Era una reunión familiar, pero no de las que desbordan alegría. Brendan era el único que parecía contento. Michael estaba a un lado, apoyado en la cómoda, cabizbajo y meditabundo. Observaba el anillo estudiantil de Wendell, al que no dejaba de dar vueltas como si fuera un rosario. He visto cosas parecidas en tenistas profesionales que se quedan mirando las cuerdas de la raqueta para concentrarse. Su camiseta, los tejanos sucios y las botas salpicadas de barro me indicaron que no había pasado por la ducha al volver del trabajo. Todavía se le notaba en el pelo la huella circular que le había dejado el casco. Lo más seguro es que Wendell hubiera estado esperando hasta que lo había visto llegar.

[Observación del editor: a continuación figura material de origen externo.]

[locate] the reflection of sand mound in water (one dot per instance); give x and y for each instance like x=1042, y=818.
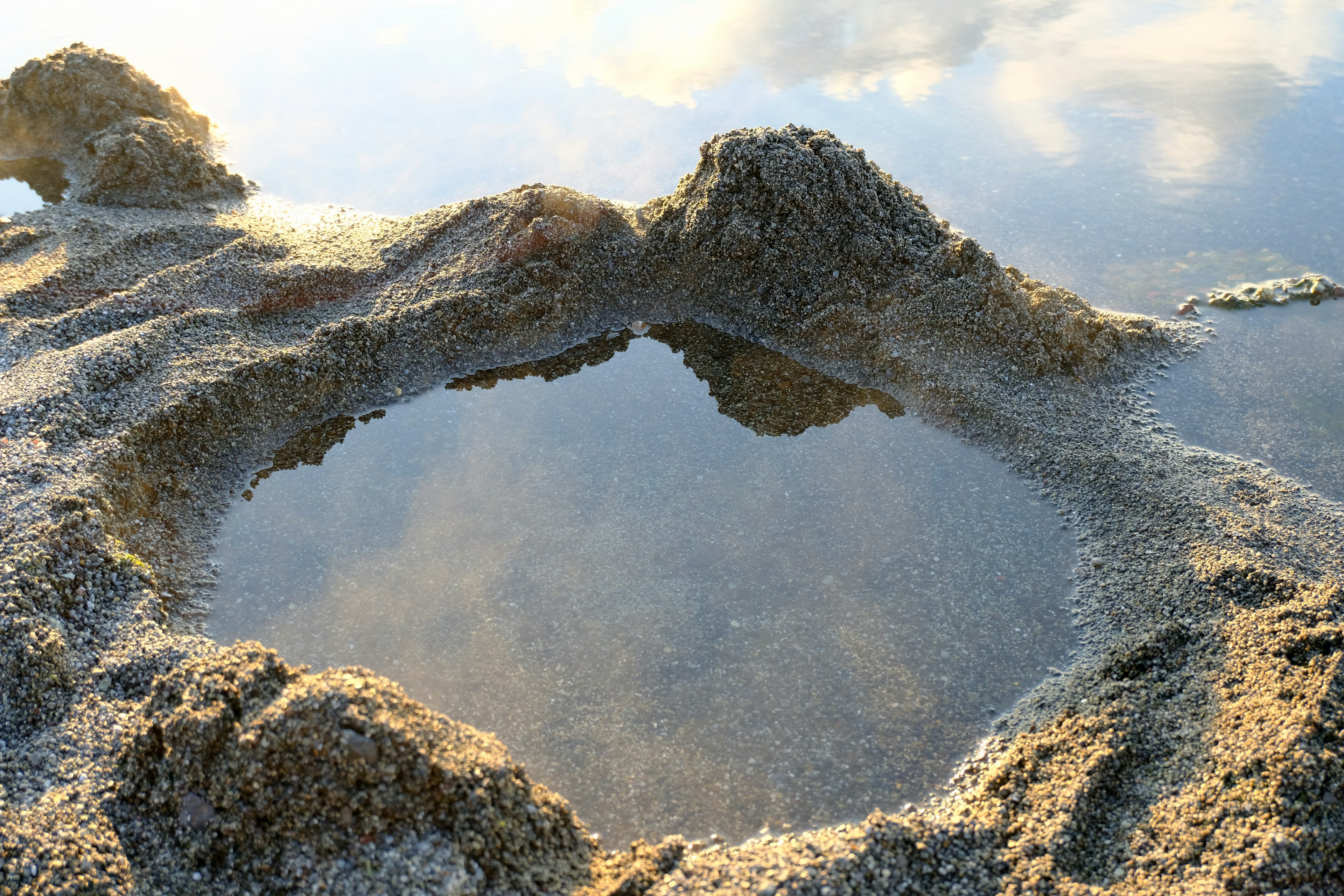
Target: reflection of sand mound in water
x=160, y=348
x=123, y=139
x=763, y=390
x=795, y=233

Juliet estaba en la cabecera de la cama y, enfundada en los tejanos de pernera recortada y la camiseta de tirantes, parecía encogida y en tensión. Iba descalza y se abrazaba las piernas. Se mantenía al margen de la situación, para que ésta se desarrollara por sí sola. No había más luz que una lámpara de mesa que parecía haber sido importada del cuarto donde Juliet había dormido de pequeña. La pantalla era de tela con frunces, de color púrpura. En la base había una muñeca de falda almidonada de color rosa, brazos extendidos y tórax conectado a la lámpara mediante un cable. En vez de boca tenía un capullo y las pestañas formaban una espesa cortinilla encima de unos ojos que se abrían y cerraban automáticamente. La bombilla no tendría más de cuarenta vatios, pero la habitación parecía caldeada con su luz ambiental.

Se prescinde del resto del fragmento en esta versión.